Background A two-dose primary regimen of INO-4800 DNA vaccine demonstrated only modest immunogenicity in the previous phase 2 clinical trial. This booster study aimed to evaluate the immunogenicity and safety of a booster dose of INO-4800 in adults previously received two-dose regimen of INO-4800. Methods Healthy adults who received two doses of INO-4800 (1.0 mg or 2.0 mg) at least 12 months ago in a previous phase 2 trial were eligible for this booster study, conducted in Danyang, Jiangsu Province, China. Eligible participants were stratified by primary vaccination dose (1.0 mg or 2.0 mg) and age group (18–59 years or ≥ 60 years), and subsequently randomized in a 1:1 ratio to receive a third dose of INO-4800 or placebo at the same dosage as previously administered. The primary immunogenicity endpoint was the geometric mean concentrations (GMCs) of spike-binding antibodies on day 14 post-booster.

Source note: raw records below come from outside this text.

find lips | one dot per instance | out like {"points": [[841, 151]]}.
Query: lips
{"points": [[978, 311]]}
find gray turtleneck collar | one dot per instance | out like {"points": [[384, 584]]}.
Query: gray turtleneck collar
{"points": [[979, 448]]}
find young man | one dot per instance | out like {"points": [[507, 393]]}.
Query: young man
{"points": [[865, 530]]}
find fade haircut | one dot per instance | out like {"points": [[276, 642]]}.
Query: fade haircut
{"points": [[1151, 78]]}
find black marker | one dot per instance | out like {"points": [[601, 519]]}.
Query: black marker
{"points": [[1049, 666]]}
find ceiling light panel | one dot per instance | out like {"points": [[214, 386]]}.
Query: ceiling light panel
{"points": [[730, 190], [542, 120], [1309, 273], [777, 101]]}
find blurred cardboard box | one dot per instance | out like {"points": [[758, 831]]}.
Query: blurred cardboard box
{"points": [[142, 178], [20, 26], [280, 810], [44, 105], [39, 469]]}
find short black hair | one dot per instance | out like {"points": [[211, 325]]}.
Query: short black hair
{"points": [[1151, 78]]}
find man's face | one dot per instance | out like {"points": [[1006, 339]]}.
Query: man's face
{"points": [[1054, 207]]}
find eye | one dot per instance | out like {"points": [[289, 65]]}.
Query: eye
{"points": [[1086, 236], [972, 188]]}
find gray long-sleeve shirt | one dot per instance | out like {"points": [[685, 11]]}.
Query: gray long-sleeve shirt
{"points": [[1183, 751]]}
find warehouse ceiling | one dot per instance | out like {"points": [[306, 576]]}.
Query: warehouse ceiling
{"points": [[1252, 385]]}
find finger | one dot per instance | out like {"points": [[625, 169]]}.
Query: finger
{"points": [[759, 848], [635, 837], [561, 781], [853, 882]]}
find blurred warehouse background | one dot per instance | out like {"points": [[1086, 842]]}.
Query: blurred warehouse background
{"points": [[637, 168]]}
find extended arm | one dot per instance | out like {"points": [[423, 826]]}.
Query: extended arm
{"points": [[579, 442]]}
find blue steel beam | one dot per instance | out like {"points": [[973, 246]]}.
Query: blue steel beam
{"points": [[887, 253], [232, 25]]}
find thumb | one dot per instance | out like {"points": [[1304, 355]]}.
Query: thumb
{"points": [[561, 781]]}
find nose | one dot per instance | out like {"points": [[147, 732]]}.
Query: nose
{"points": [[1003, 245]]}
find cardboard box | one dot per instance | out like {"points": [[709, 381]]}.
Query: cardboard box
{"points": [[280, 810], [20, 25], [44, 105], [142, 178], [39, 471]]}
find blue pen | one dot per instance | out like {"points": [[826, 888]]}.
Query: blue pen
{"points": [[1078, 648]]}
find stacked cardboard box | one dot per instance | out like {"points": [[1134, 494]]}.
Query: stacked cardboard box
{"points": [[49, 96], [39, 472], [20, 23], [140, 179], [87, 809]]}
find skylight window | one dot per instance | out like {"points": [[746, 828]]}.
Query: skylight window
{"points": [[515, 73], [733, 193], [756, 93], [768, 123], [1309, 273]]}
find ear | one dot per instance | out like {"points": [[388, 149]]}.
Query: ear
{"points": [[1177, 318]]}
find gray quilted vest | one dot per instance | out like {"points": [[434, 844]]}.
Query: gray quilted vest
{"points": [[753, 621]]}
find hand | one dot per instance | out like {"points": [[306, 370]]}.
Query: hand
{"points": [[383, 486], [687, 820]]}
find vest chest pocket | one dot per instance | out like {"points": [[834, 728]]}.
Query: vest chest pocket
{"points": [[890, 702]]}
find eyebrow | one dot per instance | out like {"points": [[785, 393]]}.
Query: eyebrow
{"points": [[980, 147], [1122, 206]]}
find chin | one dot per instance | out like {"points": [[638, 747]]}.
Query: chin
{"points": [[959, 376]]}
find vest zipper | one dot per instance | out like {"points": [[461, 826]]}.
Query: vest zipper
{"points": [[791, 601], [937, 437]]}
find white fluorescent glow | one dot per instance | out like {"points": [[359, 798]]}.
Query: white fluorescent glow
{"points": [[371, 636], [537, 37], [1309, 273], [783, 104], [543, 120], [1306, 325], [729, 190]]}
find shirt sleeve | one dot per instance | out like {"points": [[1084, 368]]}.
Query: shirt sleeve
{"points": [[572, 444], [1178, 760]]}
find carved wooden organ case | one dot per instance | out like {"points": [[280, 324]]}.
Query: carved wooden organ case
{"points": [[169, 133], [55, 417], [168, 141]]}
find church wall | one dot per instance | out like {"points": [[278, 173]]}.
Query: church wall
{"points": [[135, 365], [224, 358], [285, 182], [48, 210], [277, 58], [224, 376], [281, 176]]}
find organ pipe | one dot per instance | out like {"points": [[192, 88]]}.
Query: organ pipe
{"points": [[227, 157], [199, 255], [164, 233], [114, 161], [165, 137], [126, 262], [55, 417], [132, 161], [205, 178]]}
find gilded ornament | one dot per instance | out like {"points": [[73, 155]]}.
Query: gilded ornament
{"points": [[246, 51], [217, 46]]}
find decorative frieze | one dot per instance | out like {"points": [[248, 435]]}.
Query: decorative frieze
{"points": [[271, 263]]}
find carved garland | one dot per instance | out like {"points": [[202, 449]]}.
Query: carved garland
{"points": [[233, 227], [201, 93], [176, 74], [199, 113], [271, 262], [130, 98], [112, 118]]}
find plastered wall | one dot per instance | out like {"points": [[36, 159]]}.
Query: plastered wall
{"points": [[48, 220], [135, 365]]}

The primary safety endpoint was the occurrence of adverse reactions within 14 days. Results Between December 20 and 23, 2021, 200 eligible participants were enrolled. 100 eligible participants who received two doses of 2.0 mg INO-4800 were randomly assigned (1:1) to receive a third dose of 2.0 mg INO-4800 ( n  = 50) or 2.0 mg placebo ( n  = 50). Another 100 eligible participants who received two doses of 1.0 mg INO-4800 were randomly assigned (1:1) to receive a third dose of 1.0 mg INO-4800 ( n  = 50) or 1.0 mg placebo ( n  = 50). On day 14 post-booster, the GMCs of spike-binding antibodies were significantly higher in 2.0 mg INO-4800 group ( 260.1 BAU/mL) compared to placebo group (2.8 BAU/mL, p  < 0.001), and in 1.0 mg INO-4800 group (104.2 BAU/mL) compared to placebo group (2.5 BAU/mL, p  < 0.001). The most common local reactions were injection site redness, occurring at rate of 16.0% in the INO-4800 groups.All adverse reactions were mild to moderate in severity and occurred within 14 days post-booster. No vaccine related serious adverse events were reported. Conclusions The booster regimen of one dose INO-4800 is safe and modestly immunogenic in individuals who previously received a two- dose regimen of INO-4800, with the 2.0 mg INO-4800 demonstrating superior immunogenicity compared to the 1.0 mg INO-4800. Trial registration www.chictr.org.cn , identifier is ChiCTR2100054324.(December 13 2021).